Since Raindrop.io has preview/live/archive views as well as fulltext search, I probably won't use ArchiveBox frequently, but it's good to have a local backup in multiple formats just-in-case. It also automatically sends the page to archive.org, so it's another guarentee that it is archived somewhere in case the page disappears 10 years from now. By default it will also save a PDF file and text using Mercury[17] and Readability[18] which I may work on setting up to send to my Kindle for offline reading.

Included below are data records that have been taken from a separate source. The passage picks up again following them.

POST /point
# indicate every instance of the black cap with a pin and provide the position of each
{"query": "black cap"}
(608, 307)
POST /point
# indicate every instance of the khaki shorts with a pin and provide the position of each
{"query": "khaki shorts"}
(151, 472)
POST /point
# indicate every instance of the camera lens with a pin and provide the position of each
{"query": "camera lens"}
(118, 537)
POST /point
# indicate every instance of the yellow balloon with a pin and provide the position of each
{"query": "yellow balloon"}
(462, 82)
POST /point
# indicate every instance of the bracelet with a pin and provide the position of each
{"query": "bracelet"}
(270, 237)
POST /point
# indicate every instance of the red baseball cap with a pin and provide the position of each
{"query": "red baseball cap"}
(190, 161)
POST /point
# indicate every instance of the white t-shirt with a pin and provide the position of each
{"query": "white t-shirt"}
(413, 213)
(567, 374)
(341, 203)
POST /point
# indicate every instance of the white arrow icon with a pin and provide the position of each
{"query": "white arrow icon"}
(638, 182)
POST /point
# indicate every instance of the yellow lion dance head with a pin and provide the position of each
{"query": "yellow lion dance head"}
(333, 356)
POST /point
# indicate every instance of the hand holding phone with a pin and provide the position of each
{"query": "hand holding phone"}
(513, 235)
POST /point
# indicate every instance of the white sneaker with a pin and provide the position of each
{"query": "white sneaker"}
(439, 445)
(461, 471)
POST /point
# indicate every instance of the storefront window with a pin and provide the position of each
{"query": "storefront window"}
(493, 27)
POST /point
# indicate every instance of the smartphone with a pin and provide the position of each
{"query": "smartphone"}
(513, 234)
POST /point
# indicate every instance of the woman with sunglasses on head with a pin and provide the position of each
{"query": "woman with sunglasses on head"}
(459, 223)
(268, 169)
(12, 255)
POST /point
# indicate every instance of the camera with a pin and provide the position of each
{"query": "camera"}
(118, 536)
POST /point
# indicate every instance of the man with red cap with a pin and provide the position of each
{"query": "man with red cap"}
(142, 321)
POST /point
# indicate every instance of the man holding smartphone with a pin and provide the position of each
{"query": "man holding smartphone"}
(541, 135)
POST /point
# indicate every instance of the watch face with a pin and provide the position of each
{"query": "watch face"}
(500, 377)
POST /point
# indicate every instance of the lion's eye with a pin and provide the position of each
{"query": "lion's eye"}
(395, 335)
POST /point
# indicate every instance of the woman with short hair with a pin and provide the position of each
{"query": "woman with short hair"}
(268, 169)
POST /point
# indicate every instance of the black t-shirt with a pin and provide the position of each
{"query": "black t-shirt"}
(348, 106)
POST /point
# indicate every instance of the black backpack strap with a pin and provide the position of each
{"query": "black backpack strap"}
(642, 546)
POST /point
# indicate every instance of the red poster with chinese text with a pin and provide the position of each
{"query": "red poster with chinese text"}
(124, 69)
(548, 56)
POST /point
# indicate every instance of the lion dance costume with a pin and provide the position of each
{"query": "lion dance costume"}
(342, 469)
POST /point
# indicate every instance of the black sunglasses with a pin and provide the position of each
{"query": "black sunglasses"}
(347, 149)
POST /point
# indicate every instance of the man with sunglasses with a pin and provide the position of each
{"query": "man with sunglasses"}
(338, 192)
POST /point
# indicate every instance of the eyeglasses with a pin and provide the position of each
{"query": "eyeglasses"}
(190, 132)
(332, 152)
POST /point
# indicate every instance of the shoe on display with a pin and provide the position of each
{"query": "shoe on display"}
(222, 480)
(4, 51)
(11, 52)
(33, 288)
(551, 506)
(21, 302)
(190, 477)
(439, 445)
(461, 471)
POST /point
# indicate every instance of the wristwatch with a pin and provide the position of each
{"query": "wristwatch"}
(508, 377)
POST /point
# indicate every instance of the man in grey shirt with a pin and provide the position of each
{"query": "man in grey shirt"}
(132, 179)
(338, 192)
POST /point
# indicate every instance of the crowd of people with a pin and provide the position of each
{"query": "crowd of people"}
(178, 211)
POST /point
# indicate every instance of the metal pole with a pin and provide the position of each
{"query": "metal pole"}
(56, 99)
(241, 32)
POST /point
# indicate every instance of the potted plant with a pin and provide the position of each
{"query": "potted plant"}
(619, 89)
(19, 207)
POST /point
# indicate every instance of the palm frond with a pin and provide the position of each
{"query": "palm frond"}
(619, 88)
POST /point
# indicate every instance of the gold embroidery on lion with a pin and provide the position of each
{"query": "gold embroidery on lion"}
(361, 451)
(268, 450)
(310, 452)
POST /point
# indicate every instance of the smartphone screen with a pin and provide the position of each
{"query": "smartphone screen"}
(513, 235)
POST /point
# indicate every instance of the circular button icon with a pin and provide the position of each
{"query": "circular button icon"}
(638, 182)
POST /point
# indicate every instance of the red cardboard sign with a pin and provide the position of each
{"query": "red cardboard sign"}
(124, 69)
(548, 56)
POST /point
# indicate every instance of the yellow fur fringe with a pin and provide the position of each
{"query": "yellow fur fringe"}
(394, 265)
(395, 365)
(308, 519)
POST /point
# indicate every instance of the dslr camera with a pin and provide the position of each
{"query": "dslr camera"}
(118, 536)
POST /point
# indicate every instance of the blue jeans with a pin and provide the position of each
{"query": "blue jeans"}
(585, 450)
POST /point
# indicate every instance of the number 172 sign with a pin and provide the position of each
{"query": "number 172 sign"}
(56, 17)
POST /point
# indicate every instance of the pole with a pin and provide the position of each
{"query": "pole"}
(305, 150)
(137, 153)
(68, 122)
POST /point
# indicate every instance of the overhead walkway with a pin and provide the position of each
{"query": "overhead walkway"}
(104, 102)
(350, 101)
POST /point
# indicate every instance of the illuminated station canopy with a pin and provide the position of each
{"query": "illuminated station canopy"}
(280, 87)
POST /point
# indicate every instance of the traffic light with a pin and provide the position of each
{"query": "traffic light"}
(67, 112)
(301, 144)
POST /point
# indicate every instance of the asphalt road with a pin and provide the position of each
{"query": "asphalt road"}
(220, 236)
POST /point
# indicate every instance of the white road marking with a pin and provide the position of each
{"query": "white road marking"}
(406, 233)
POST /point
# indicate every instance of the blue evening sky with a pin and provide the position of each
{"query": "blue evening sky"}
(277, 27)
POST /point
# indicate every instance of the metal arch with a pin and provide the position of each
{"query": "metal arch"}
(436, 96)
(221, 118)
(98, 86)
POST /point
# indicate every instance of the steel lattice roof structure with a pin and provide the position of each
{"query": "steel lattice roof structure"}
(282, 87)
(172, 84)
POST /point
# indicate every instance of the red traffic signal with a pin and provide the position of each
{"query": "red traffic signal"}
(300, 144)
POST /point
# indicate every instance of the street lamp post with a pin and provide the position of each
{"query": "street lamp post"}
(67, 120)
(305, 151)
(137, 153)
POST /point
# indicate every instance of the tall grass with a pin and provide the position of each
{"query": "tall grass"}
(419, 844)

17: https://github.com/postlight/mercury-parser

18: https://github.com/mozilla/readability

Conclusion

I now have a featureful bookmarking service that I can use almost anywhere, and have started making extensive use of it already. I wish I had setup something like this years ago, as there are many sites I've come across that I wish I could reference but completely forget how to find them using a search engine. Now can I not only quickly find them in my bookmark manager, but I also have my own local archive I can rely on in the future as well.